Saturday, January 29, 2011

I like a little variety every now and then.

After a week in the slabs, we were starting to fall victim to the ennui that sometimes permeates that place. So we packed up and headed further into the desert, along the edge of a bombing range.
These are the signs warning you that if you continue, you very well may be blown to little bits. Helpful, yes?

We lived for a few days in the wilderness before traveling on through the desert and eventually meeting up with I-10. Here, a very important decision was made. If we turned left, we would go back to LA. If we went right, we could go to Las Vegas.  

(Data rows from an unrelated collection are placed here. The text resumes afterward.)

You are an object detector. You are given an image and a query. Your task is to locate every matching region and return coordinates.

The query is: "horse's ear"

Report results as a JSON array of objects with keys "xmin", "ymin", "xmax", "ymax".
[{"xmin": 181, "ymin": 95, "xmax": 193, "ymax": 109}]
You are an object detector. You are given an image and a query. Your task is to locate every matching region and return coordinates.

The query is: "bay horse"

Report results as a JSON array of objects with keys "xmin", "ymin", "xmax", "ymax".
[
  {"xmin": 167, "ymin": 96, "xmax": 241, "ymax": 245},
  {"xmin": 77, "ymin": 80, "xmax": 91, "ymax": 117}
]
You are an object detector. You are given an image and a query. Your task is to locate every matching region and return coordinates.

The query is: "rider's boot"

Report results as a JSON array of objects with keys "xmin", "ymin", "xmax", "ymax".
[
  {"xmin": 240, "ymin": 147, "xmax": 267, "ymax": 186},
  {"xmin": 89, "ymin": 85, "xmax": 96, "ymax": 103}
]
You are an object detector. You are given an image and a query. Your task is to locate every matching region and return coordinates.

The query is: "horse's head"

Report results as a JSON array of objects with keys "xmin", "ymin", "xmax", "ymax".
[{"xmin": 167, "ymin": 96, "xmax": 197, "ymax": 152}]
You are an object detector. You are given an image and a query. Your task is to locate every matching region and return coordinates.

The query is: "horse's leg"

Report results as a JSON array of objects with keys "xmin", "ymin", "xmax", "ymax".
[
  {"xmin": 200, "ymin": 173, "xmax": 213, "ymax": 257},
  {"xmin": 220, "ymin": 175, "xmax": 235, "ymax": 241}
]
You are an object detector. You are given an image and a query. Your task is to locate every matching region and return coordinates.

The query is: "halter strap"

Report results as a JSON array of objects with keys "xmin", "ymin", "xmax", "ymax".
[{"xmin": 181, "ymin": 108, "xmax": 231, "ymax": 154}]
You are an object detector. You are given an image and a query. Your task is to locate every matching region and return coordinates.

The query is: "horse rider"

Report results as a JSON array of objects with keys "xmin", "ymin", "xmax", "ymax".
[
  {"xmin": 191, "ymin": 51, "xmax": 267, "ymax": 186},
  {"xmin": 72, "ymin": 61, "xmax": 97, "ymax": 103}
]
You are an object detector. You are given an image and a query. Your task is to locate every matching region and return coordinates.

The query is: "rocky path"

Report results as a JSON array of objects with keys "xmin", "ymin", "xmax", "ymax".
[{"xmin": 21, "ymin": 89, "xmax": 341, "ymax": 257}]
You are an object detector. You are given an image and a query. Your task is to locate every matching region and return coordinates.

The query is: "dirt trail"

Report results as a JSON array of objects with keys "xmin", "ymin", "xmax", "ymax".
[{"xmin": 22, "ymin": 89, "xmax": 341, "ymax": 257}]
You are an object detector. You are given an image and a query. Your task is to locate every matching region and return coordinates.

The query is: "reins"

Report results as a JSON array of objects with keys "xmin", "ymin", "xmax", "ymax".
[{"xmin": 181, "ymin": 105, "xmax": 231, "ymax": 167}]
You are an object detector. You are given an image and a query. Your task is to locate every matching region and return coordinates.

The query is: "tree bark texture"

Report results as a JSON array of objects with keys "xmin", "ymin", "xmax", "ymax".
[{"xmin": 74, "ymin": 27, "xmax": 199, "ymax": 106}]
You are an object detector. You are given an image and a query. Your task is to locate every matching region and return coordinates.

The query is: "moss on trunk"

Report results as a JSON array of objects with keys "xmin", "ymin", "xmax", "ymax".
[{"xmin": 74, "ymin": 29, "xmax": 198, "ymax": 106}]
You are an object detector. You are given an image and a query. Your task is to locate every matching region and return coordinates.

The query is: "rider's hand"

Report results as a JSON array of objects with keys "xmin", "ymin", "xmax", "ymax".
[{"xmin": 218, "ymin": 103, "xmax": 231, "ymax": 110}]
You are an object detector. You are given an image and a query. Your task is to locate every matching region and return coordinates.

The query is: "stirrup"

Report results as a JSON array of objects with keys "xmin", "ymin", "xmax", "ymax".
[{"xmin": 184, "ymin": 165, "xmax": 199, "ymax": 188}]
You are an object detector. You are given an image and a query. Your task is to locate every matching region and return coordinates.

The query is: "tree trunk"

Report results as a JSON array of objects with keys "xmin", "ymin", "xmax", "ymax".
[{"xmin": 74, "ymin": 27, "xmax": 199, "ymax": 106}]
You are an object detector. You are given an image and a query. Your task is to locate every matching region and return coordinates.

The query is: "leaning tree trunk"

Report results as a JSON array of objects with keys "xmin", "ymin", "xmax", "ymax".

I don't have any pictures of Vegas. Suffice to say, it was one of the most beautiful and puerile places I've ever been, and I adore it. I want to roll around in it, get it all over me, and fall asleep snuggled up in it, inhaling its scent. Ah, Las Vegas, you have ruined me.

Then it was back to the desert, Death Valley this time. We wandered all over the valley floor and backpacked in the Funeral Mountains. And I am not even a little dead. Take that, menacingly named places!
Earlier this day, I had reacted with dismissive derision to a comment of Hunter's. Something about how everything has a spirit, even rocks. Here, he sings a long, dramatic and heartfelt song about rocks while studiously ignoring me.

We hiked up a rocky canyon to the ruins of Hungry Bill's Ranch. There are old stone walls and 100 year old fruit trees up there. Also, once we began getting up into the mountains, there are springs and even snow on the ground. Not how you would imagine death Valley at all.









But this was a little more like it:

After we got back to Los Angeles, we were still shaking sand out of our clothes and hair for days.